If buffer is on client, regardless of r/w access requested, and there are no pending render commands, return pointer to it.
If buffer is on client, regardless of r/w access requested, and there are pending render commands, allocate a temporary buffer to be moved upon execution of pending rendering.
Note that all the cases where a second buffer is allocated are done merely for the speed factor, so that the function returns as fast as possible. I'm assuming an implementation will be as async as possible and benefit from multi-threaded operation, leaving the application thread non-blocked. You can always wait till pending render commands are done, if you're THAT memory tight. And since buffer memory consumption is known upfront, you can make the decision whether to copy and work in parallel or wait, depending on available scratch pool memory. You can't simply do that with BufferData.
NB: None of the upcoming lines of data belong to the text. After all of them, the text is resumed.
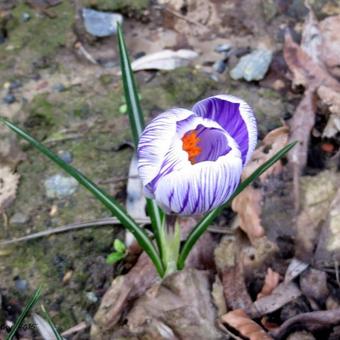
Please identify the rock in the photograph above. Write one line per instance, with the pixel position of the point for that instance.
(59, 87)
(21, 285)
(19, 218)
(15, 84)
(223, 48)
(60, 186)
(91, 297)
(66, 156)
(219, 66)
(9, 99)
(100, 24)
(252, 66)
(25, 17)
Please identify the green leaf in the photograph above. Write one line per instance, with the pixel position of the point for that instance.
(116, 209)
(203, 225)
(136, 119)
(50, 322)
(31, 303)
(114, 257)
(119, 246)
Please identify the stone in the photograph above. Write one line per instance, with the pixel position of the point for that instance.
(25, 17)
(21, 285)
(91, 297)
(19, 218)
(59, 87)
(66, 156)
(9, 99)
(60, 186)
(101, 24)
(219, 66)
(252, 66)
(223, 48)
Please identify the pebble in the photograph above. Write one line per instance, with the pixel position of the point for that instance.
(252, 66)
(15, 84)
(59, 87)
(100, 24)
(2, 38)
(92, 297)
(222, 48)
(219, 66)
(18, 218)
(9, 99)
(60, 186)
(25, 16)
(66, 156)
(21, 285)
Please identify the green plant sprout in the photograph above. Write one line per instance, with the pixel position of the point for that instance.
(164, 247)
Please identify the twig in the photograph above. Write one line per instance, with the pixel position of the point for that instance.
(182, 17)
(74, 226)
(336, 266)
(75, 329)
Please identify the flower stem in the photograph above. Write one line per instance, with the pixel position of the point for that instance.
(170, 244)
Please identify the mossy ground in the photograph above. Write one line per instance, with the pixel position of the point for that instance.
(89, 113)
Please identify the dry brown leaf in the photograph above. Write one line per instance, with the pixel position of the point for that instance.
(270, 283)
(280, 296)
(310, 321)
(331, 98)
(239, 320)
(308, 70)
(328, 247)
(180, 307)
(330, 51)
(248, 203)
(8, 187)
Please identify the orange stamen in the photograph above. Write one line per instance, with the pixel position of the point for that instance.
(190, 141)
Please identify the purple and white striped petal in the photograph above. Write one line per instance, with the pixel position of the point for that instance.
(235, 116)
(190, 162)
(155, 142)
(200, 188)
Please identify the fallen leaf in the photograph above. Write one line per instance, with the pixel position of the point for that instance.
(295, 268)
(328, 247)
(280, 296)
(164, 60)
(248, 203)
(331, 98)
(270, 283)
(180, 307)
(239, 320)
(311, 321)
(313, 284)
(316, 195)
(135, 201)
(330, 49)
(139, 279)
(308, 70)
(8, 187)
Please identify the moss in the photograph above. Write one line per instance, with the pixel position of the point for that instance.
(39, 38)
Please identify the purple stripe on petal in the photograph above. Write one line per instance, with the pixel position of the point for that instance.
(235, 116)
(210, 185)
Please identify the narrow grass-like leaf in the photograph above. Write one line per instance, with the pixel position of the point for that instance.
(51, 324)
(136, 119)
(116, 209)
(31, 303)
(203, 225)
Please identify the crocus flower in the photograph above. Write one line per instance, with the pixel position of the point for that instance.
(190, 162)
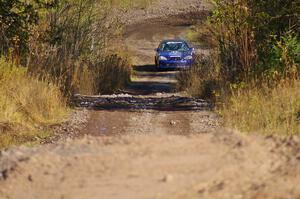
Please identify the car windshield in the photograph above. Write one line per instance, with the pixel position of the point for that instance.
(174, 46)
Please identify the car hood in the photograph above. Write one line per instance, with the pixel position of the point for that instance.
(168, 54)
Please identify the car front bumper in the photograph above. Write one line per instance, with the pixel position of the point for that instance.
(179, 64)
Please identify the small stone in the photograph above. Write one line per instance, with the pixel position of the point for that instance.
(30, 178)
(168, 178)
(172, 122)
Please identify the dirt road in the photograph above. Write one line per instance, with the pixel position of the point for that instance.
(150, 142)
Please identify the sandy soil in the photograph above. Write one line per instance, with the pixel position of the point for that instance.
(156, 151)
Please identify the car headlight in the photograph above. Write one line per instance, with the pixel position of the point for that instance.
(189, 57)
(162, 58)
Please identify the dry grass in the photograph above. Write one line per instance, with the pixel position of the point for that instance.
(265, 110)
(26, 105)
(132, 4)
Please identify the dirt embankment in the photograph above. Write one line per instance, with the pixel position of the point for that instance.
(150, 142)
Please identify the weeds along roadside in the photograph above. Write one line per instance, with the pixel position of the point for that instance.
(27, 106)
(60, 48)
(253, 71)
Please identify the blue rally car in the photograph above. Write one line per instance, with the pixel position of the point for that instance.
(174, 54)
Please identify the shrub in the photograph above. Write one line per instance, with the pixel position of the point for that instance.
(265, 110)
(26, 105)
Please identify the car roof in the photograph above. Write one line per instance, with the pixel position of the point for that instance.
(173, 40)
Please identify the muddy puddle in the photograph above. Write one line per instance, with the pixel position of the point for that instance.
(111, 123)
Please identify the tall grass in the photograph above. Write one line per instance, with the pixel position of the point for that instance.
(256, 46)
(132, 4)
(26, 105)
(265, 110)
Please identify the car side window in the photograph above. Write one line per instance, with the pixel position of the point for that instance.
(161, 46)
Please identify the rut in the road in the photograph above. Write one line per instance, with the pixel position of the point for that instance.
(141, 102)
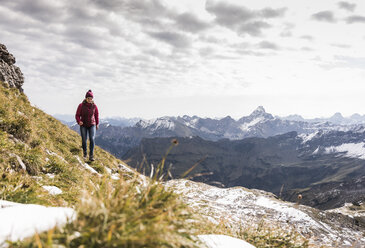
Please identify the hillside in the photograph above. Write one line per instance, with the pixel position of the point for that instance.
(40, 163)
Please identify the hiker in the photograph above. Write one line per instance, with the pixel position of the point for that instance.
(87, 116)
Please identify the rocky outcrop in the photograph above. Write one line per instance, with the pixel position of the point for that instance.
(10, 74)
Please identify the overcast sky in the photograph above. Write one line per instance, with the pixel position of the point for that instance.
(151, 58)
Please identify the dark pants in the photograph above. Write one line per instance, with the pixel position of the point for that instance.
(91, 132)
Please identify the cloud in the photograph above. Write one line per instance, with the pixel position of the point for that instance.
(325, 16)
(42, 10)
(191, 23)
(253, 28)
(241, 19)
(307, 37)
(268, 45)
(273, 13)
(355, 19)
(177, 40)
(347, 6)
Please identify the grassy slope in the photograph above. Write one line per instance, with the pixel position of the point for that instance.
(111, 213)
(35, 137)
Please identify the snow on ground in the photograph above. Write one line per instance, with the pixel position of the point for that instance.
(246, 126)
(223, 241)
(86, 166)
(19, 221)
(307, 137)
(243, 207)
(53, 190)
(114, 176)
(352, 150)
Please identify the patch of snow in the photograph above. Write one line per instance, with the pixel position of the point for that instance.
(352, 150)
(286, 212)
(223, 241)
(19, 221)
(55, 154)
(246, 126)
(242, 207)
(53, 190)
(308, 137)
(86, 166)
(114, 176)
(50, 175)
(159, 123)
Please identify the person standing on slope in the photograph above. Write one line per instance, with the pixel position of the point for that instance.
(87, 116)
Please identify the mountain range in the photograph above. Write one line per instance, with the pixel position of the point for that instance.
(326, 167)
(117, 138)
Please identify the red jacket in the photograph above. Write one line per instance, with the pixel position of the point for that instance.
(87, 113)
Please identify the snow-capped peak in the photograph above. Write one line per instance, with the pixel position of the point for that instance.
(259, 110)
(159, 123)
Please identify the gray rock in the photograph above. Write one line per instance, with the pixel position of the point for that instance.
(10, 74)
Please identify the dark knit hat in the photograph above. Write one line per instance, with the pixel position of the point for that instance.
(89, 94)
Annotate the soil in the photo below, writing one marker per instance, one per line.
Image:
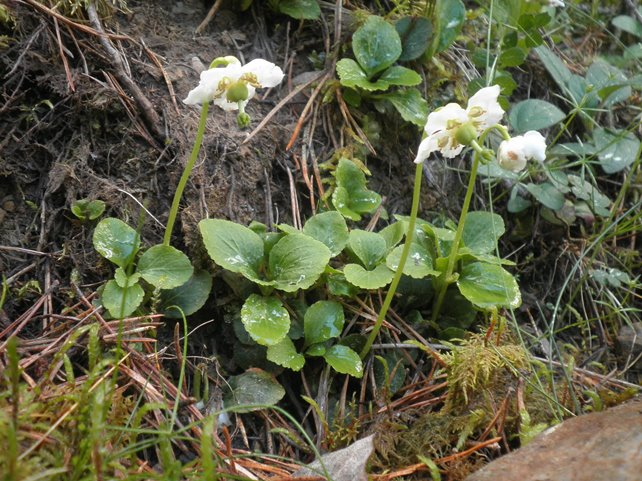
(72, 130)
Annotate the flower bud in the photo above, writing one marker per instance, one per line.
(237, 92)
(466, 133)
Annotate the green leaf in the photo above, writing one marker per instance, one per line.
(254, 386)
(86, 209)
(376, 45)
(233, 246)
(344, 360)
(323, 321)
(547, 195)
(300, 9)
(512, 57)
(410, 104)
(189, 297)
(402, 76)
(284, 354)
(339, 286)
(297, 261)
(352, 75)
(123, 280)
(482, 230)
(609, 83)
(121, 302)
(616, 150)
(116, 241)
(329, 228)
(393, 234)
(265, 319)
(534, 114)
(584, 190)
(165, 267)
(379, 277)
(351, 197)
(317, 350)
(489, 286)
(568, 82)
(628, 24)
(517, 203)
(369, 247)
(450, 17)
(419, 263)
(415, 33)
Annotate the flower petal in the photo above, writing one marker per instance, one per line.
(208, 86)
(267, 74)
(485, 100)
(511, 155)
(535, 145)
(228, 106)
(438, 120)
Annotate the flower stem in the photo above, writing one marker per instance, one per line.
(402, 262)
(186, 173)
(448, 275)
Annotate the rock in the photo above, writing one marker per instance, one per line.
(601, 446)
(347, 464)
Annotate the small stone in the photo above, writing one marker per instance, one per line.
(600, 446)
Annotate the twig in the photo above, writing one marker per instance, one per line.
(149, 114)
(280, 105)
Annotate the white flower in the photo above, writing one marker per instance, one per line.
(443, 132)
(513, 154)
(232, 86)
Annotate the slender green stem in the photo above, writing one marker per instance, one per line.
(402, 262)
(173, 212)
(448, 275)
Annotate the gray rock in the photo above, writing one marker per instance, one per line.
(602, 446)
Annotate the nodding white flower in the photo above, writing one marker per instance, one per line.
(452, 127)
(232, 86)
(513, 154)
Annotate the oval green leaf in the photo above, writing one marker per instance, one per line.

> > >>>: I fail to see why there should be a distinction. Why can't it simply
> > >>>: be one of the proposed buffer usage flags?
>
> The format the mixer writes to may not be compatible with its buffer
> storage format (eg. interlaced vs deinterlaced). In that case, a render
> buffer could be used like a mappable buffer object, and call alBufferData
> with that using a special format identifier to avoid card->cpu->card
> transfers.
>
> >>: If the format isn't compatible with the buffer storage format, then it
> >>: should fail, plain and simple.
So an implementation that uses an esoteric internal buffer storage format but
mixes to a more conventional 16-bit interlaced format shouldn't be able to do
render-to-buffer at all? And how would this work, eg. with 5.1 formats? In
AL_EXT_MCFORMATS and Windows, the channel order is different than other
systems.
For example on Windows, OpenAL Soft writes fr/fr/cntr/lfe/bl/br, whereas on
other systems it writes fr/fl/bl/br/cntr/lfe. A 5.1 buffer always has to be
in the Windows-style order, but the mixer doesn't necessarilly write it out
that way. Such OS dependancy isn't nice.
In comparison, a render buffer wouldn't need to use any specific format. It
could be given a hint when created, but the actual rendering can be done in a
mixer-efficient way. An app could then read from it and specify the format it
should be presented as (converting as needed).
>>>: And if you had quoted the sentence after "plain and simple.", you'll find that it says " Although I recommend a more forgiving strategy of convert-on-mapping-to-read. Keep in mind that this is how GL does it for RGBA8 (cards store natively in ABGR, for nvidia, IIRC).". That's what I recommend, render to whatever you prefer internally, convert-on-read.
> I don't see why it's not possible to have both. There'd be a queryable
> number of buffer units per source that the fixed-function pipeline can
> blend, and the blending is subsumed when a listener shader is active (which
> can sample from all buffers on a source and do the blending itself).
>
> >>: I'll look into that. So which pipeline are you suggesting now?
The first, just with the fixed-function bypassed when the corresponding shader
is active, and the 3D positioning being calculated after the source shader
(eg. a vector -> array of gains, to be applied to the result of the listener
shader). Being able to change the 3d position per sample, while potentially
nice, is hardly practical in software or even in today's sound hardware I'd
imagine. It can probably be revisited if hardware shaders ever become
mainstream.
>>: I'll look into that and let you know asap.